A decisão do Tribunal Justiça de 28/08/2025 restabeleceu o tombamento da parte retirada do perímetro das Vilas do Sol, que ao excluir vários lotes, dentre eles os 9 lotes declarados de propriedade da ZABO perante o CONPRESP , permitiria um empreendimento imobiliário que coloca em risco todos os valores existentes hoje no conjunto urbano das Vilas do Sol, que deve manter seus valores histórico, ambiental, paisagístico, sociológico, mantendo a baixa volumetria e a ambiência, inclusive o espírito de vizinhança e cidadania, em razão dos valores afetivos da população.
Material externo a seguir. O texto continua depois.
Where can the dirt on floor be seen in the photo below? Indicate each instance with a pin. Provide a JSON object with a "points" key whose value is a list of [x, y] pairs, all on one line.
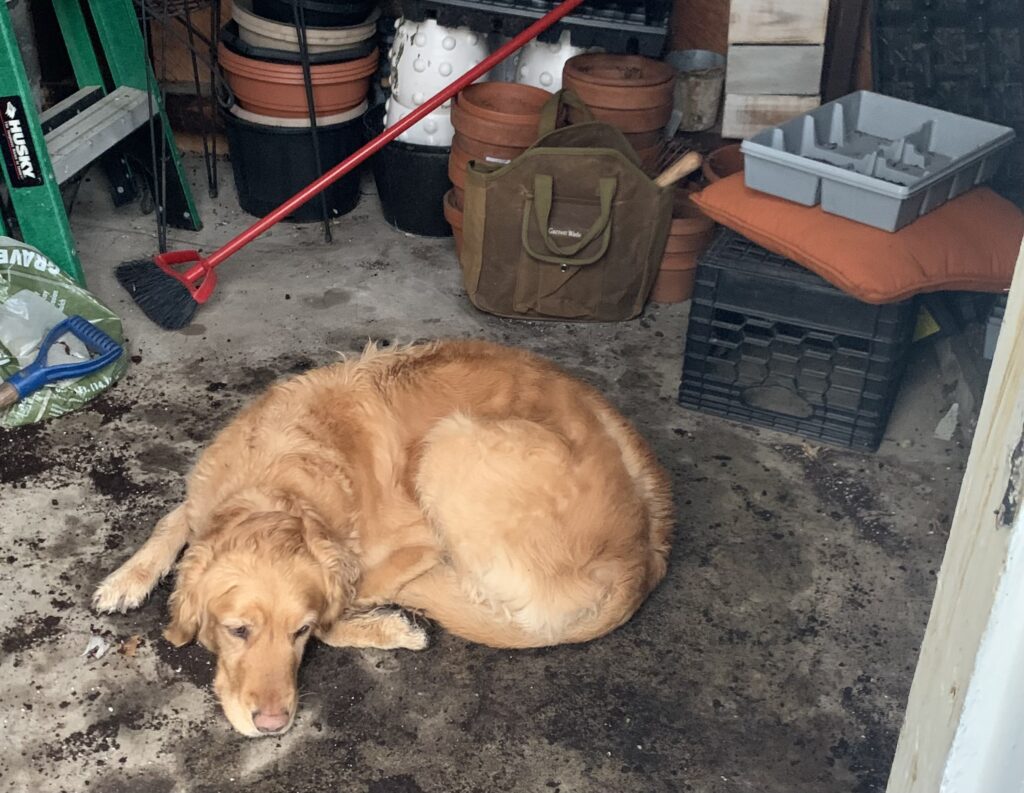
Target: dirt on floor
{"points": [[776, 656]]}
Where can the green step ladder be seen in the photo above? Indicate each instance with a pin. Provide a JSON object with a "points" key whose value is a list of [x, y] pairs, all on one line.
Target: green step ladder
{"points": [[41, 152]]}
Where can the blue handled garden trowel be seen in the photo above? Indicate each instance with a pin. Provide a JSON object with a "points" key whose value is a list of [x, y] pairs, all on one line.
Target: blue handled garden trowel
{"points": [[37, 374]]}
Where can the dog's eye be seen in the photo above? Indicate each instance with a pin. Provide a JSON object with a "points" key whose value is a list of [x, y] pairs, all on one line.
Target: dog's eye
{"points": [[240, 631]]}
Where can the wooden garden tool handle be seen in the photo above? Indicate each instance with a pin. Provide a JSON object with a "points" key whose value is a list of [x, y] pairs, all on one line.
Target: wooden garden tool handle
{"points": [[684, 166]]}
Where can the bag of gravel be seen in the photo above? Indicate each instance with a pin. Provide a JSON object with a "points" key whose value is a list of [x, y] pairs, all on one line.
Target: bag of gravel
{"points": [[35, 295]]}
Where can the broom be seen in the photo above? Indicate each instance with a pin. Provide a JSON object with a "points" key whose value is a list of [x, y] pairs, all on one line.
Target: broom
{"points": [[170, 293]]}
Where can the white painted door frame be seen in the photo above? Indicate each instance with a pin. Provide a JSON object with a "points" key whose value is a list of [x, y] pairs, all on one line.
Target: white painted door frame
{"points": [[964, 729]]}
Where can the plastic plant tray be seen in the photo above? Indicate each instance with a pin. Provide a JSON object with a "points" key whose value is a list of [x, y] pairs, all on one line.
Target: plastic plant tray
{"points": [[619, 26], [875, 159]]}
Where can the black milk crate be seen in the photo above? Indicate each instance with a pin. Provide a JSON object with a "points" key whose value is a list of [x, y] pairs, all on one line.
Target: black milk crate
{"points": [[617, 26], [770, 343]]}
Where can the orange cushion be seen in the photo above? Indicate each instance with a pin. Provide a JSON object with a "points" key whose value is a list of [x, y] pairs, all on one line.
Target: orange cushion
{"points": [[970, 243]]}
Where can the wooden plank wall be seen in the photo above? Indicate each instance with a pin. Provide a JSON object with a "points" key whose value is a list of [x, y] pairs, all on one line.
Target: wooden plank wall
{"points": [[700, 25]]}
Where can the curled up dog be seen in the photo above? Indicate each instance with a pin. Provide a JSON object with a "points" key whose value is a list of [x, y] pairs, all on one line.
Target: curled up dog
{"points": [[475, 484]]}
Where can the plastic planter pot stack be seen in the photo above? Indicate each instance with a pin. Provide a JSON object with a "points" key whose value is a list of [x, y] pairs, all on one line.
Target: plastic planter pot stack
{"points": [[268, 126], [412, 172]]}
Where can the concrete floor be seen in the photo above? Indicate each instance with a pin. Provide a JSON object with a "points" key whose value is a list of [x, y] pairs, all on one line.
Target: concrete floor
{"points": [[776, 656]]}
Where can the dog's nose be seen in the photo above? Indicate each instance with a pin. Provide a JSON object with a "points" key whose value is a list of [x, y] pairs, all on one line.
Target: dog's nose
{"points": [[269, 722]]}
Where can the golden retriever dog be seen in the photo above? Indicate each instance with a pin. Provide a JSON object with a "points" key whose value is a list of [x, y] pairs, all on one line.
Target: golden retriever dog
{"points": [[474, 484]]}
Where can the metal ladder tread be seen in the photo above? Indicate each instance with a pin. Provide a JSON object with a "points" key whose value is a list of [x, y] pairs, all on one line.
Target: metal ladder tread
{"points": [[52, 117], [81, 140]]}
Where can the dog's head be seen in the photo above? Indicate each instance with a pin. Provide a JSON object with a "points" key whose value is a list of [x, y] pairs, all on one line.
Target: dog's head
{"points": [[254, 594]]}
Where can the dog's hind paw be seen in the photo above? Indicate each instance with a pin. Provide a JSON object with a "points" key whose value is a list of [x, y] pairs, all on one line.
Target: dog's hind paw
{"points": [[123, 590]]}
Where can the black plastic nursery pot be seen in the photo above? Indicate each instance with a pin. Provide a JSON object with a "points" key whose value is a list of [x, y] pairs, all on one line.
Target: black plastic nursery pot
{"points": [[412, 181], [229, 35], [318, 13], [272, 163]]}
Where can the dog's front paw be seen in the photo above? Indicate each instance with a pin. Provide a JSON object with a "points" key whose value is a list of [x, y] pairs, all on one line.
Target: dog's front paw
{"points": [[123, 590]]}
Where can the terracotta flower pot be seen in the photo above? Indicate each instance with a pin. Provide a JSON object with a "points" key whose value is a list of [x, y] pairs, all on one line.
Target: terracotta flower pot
{"points": [[454, 214], [689, 243], [686, 260], [674, 286], [632, 122], [723, 162], [502, 114], [486, 152], [620, 82], [278, 89], [642, 140]]}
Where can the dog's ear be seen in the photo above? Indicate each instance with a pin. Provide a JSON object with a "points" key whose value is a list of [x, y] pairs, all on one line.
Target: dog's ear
{"points": [[340, 565], [187, 607]]}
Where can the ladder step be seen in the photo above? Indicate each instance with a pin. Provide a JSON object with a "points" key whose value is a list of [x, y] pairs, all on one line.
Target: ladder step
{"points": [[53, 117], [84, 137]]}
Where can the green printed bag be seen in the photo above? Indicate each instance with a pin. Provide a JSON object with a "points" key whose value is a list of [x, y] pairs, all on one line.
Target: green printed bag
{"points": [[29, 282]]}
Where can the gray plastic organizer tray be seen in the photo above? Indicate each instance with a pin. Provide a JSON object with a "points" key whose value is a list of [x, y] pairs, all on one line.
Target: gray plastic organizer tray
{"points": [[873, 159]]}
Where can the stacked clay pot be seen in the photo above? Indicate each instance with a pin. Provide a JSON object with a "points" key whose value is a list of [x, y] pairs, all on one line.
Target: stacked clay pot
{"points": [[494, 122], [268, 127], [689, 236], [631, 92], [260, 59]]}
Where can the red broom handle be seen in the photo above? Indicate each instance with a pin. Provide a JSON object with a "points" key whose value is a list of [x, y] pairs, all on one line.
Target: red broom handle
{"points": [[389, 134]]}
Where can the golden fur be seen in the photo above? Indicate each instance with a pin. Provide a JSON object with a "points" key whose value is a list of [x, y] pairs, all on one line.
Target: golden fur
{"points": [[476, 484]]}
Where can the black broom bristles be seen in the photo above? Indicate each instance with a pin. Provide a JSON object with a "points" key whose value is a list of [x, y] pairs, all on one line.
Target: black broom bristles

E que para essa decisão o CONPRESP sequer ouviu a opinião técnica do DPH para essa decisão, mas somente a do próprio empreendedor, que se posicionou como proprietário dos lotes antes mesmo de tê-los adquiridos, fato que não foi averiguado pelo conselho antes da tomada de uma decisão tão parcial.

A própria câmara municipal e a prefeitura municipal reconheceu o valor histórico das Vilas do Sol cujas manchas da malha urbana denominadas Paschoal Del Gaizo constam com os mesmos arruamentos nos Mapa de 1930 e 1940 da cidade, para alterar definitivamente o zoneamento das Vilas do Sol de Zona de Estruturação Urbana de alta densidade para uma zona predominantemente residencial para todo o perímetro das Vilas do Sol pela legislação urbanística do município de São Paulo pela Lei nº 18.081, em 19 de janeiro de 2024 e pela Lei 18.177 em 25 de julho de 2024.
Ele evidencia a importância deste conjunto para São Paulo como um exemplo raro de ocupação horizontal em um contexto urbano cada vez mais denso e verticalizado.
A preservação das Vilas do Sol é essencial para manter sua memória histórica, identidade cultural e qualidade ambiental frente às pressões econômicas que ameaçam descaracterizá-las.